We all have that pile: special photos, prints and mementos we’ve been meaning to frame for years but can never manage to find the time. But thanks to Framebridge, you can soon have the gallery walls of your Pinterest dreams.
The design service takes the anxiety — and huge price tag — out of custom framing. The process is simple: You upload a digital file or mail in your piece of art (Framebridge takes care of the shipping cost) and chose one of the service’s superchic frames. It will custom frame your work and ship it back a few days later. The best part: All the frames are under $160. Before we go on a framing bender (did we mention it’s $39 to frame an image from your Instagram?), we checked in with Creative Director Tessa Wolf to talk tips and trends.
Where to start
Choose two or three pieces that mean the most to you and start with those, says the expert. When selecting the frame, “we say you should choose the frame for the art, not for where it’s going to go,” Wolf says. Of course, you should make sure it works with your décor, “but if it looks beautiful with the art,” she says, “you’re going to like it no matter where you put it.”
How to get big impact with prints that are low-res?

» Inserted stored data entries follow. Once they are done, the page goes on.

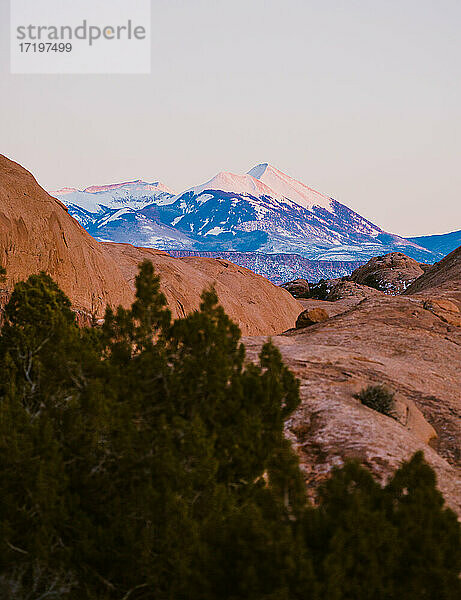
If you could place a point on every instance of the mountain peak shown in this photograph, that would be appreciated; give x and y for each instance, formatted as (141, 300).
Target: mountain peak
(289, 187)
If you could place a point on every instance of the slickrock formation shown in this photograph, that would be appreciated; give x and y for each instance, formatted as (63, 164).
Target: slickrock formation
(395, 341)
(255, 303)
(311, 316)
(299, 288)
(37, 233)
(444, 278)
(391, 273)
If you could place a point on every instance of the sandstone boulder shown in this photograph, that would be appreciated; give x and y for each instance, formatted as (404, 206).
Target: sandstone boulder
(299, 288)
(37, 234)
(311, 316)
(392, 273)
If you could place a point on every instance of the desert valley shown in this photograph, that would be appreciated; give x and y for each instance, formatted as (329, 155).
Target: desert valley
(395, 321)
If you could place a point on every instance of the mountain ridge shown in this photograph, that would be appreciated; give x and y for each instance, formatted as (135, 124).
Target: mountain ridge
(264, 210)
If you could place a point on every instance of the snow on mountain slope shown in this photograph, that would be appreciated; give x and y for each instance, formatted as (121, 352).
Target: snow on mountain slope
(236, 184)
(286, 186)
(264, 210)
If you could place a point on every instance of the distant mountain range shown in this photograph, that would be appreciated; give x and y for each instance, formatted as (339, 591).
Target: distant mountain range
(264, 211)
(441, 244)
(279, 268)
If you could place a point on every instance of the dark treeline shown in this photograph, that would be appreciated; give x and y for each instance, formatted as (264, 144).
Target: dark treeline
(143, 459)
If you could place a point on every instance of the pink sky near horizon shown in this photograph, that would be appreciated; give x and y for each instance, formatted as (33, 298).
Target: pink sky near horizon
(359, 100)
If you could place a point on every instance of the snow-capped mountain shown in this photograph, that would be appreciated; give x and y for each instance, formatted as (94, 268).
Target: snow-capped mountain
(263, 210)
(94, 203)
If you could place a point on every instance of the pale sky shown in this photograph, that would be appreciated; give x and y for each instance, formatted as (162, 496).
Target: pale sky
(360, 99)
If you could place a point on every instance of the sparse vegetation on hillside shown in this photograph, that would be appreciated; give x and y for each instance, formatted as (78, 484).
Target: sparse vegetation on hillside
(379, 398)
(144, 460)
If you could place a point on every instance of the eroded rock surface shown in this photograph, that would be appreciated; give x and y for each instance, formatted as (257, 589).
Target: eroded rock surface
(386, 340)
(392, 273)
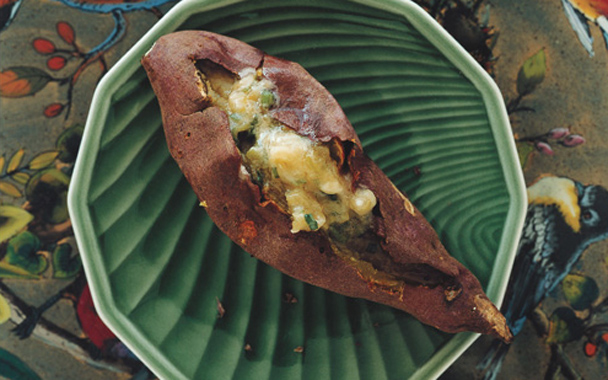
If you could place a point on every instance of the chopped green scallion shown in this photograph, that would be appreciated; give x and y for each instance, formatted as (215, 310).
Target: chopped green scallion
(267, 98)
(312, 223)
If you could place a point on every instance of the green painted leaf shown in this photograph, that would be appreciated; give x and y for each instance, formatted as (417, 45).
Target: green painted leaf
(564, 326)
(47, 192)
(12, 220)
(22, 251)
(531, 73)
(21, 177)
(10, 189)
(43, 160)
(68, 143)
(65, 263)
(14, 272)
(13, 368)
(580, 291)
(15, 160)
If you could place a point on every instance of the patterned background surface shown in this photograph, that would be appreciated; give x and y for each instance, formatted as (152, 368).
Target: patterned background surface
(53, 54)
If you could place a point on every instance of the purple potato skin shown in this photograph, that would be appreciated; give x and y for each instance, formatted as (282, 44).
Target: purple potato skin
(199, 139)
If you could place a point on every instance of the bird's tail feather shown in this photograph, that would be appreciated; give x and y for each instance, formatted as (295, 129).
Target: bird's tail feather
(490, 365)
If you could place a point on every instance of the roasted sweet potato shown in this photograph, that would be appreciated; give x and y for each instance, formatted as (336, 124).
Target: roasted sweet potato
(279, 168)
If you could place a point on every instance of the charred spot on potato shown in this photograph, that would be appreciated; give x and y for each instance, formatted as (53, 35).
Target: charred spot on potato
(452, 292)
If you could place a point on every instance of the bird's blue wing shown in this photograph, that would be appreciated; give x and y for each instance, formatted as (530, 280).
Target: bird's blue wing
(533, 268)
(603, 23)
(580, 26)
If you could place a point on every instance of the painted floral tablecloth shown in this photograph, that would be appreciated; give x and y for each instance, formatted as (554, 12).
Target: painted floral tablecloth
(549, 59)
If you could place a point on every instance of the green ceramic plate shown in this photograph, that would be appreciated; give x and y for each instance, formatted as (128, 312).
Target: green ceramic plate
(157, 266)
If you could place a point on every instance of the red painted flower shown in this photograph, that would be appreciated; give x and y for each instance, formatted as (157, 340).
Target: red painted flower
(43, 46)
(53, 109)
(56, 63)
(590, 349)
(544, 148)
(573, 140)
(66, 32)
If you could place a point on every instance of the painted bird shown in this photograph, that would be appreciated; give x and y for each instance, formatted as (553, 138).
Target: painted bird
(8, 10)
(580, 12)
(564, 218)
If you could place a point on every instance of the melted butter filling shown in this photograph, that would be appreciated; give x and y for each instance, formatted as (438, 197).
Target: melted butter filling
(295, 172)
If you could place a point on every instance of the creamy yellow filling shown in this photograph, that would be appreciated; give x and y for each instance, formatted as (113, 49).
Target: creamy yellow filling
(316, 193)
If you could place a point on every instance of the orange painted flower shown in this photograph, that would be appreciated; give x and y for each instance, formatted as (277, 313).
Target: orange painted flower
(11, 86)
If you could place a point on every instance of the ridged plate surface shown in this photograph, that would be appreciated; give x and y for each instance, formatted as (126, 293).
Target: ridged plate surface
(158, 266)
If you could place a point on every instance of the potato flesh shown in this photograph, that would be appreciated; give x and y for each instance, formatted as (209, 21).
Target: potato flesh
(298, 171)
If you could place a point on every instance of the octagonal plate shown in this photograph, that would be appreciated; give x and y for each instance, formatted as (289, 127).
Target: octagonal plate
(158, 268)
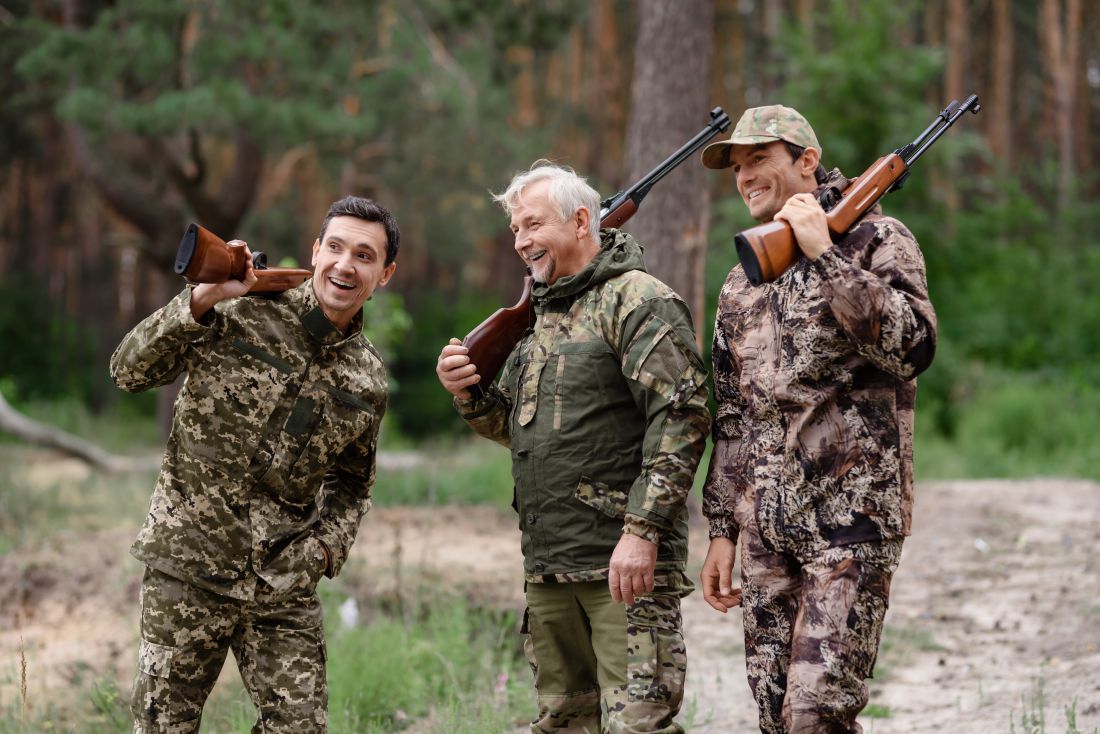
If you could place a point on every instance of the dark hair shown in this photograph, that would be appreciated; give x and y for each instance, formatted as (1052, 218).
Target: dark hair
(370, 210)
(796, 151)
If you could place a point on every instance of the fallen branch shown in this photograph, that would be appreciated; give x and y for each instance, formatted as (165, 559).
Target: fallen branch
(33, 431)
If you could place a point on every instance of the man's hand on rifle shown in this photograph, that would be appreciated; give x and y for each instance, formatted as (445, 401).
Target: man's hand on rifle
(455, 371)
(206, 295)
(631, 568)
(717, 573)
(806, 218)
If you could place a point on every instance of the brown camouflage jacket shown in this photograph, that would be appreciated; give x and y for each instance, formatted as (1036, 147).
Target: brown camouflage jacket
(814, 382)
(604, 407)
(273, 441)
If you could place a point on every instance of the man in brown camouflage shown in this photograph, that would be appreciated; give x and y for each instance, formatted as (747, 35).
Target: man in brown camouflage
(813, 439)
(266, 475)
(604, 407)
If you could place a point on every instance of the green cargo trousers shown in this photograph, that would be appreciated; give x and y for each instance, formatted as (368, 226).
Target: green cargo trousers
(604, 668)
(185, 635)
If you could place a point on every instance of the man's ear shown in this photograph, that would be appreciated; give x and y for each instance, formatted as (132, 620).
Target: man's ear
(582, 219)
(387, 273)
(811, 159)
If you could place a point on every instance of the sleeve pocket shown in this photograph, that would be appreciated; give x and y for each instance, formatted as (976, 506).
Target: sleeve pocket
(602, 496)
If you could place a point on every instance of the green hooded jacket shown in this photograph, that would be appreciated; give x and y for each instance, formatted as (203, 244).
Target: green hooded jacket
(604, 407)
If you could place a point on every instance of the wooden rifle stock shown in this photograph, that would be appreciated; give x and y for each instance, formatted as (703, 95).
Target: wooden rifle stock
(492, 340)
(768, 250)
(205, 258)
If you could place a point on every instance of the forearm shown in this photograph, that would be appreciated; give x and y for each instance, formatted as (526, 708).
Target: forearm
(887, 314)
(153, 353)
(719, 491)
(347, 499)
(671, 453)
(488, 415)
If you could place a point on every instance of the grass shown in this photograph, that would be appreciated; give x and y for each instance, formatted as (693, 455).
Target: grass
(1032, 713)
(452, 666)
(471, 472)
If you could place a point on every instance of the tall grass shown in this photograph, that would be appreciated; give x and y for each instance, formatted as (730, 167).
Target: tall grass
(448, 668)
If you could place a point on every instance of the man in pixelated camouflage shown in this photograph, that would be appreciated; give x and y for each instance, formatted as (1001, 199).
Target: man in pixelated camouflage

Wolf doesn’t love blowing up a low-resolution photo. Instead, she recommends a collage or a gallery-wall grouping of small prints. “We want to set you up for success, so our team of designers reaches out if they see something isn’t printing in the right resolution,” she explains. Framebridge’s software lets you know automatically if your pic is too low-res to print. But don’t think that because your photo came from your phone that you can’t get a high-quality print. “The cool thing with iPhone pictures is they’re good now — we blow them up to like 22 x 30 and they print really high-quality,” she adds. “[And] if you add a mat, it makes the overall piece even bigger at the end.”
Go for a no-fail black:“A black frame with a white mat looks amazing with anything you want to look editorial and clean. And it will look good in any setting.”Show off its age:“When you’re framing an item and you want to show off the edges, we recommend float mounting — which means the work floats above a mat board — and really shows off all of the aging and detailing, like with an old map or postcard. I think float mounting against a white mat in a white frame or in a natural-wood frame looks really sophisticated.”Pair quirkier pieces of art with really regal frames:“It’s one of my favorite ways to frame something. If you have a really modern piece of art like a black-and-white abstract, to put it in a very classic metallic frame just looks awesome. This also allows you to put it anywhere and it gets a lot of attention.”
Trends in framing
The experts at Framebridge live and breathe gallery walls, and are quick to spot trends as they’re born. “We’re seeing a lot of grid gallery walls,” says Wolf. For this technique, you frame, say, nine photos or pieces of art that are exactly the same size and arrange them in a perfect grid. “It just has a ton of impact above a big piece of furniture or an empty wall,” she says. If you’re a risk-taker, take your cues from the design world’s obsession du jour: black walls. “Everyone has had white walls forever, and white framing for a long time was superpopular,” Wolf says. “But now that we’re seeing black walls, we’re seeing people use black frames with black mats in the same way that people were using white with white. I just love the look of anything on a black wall.”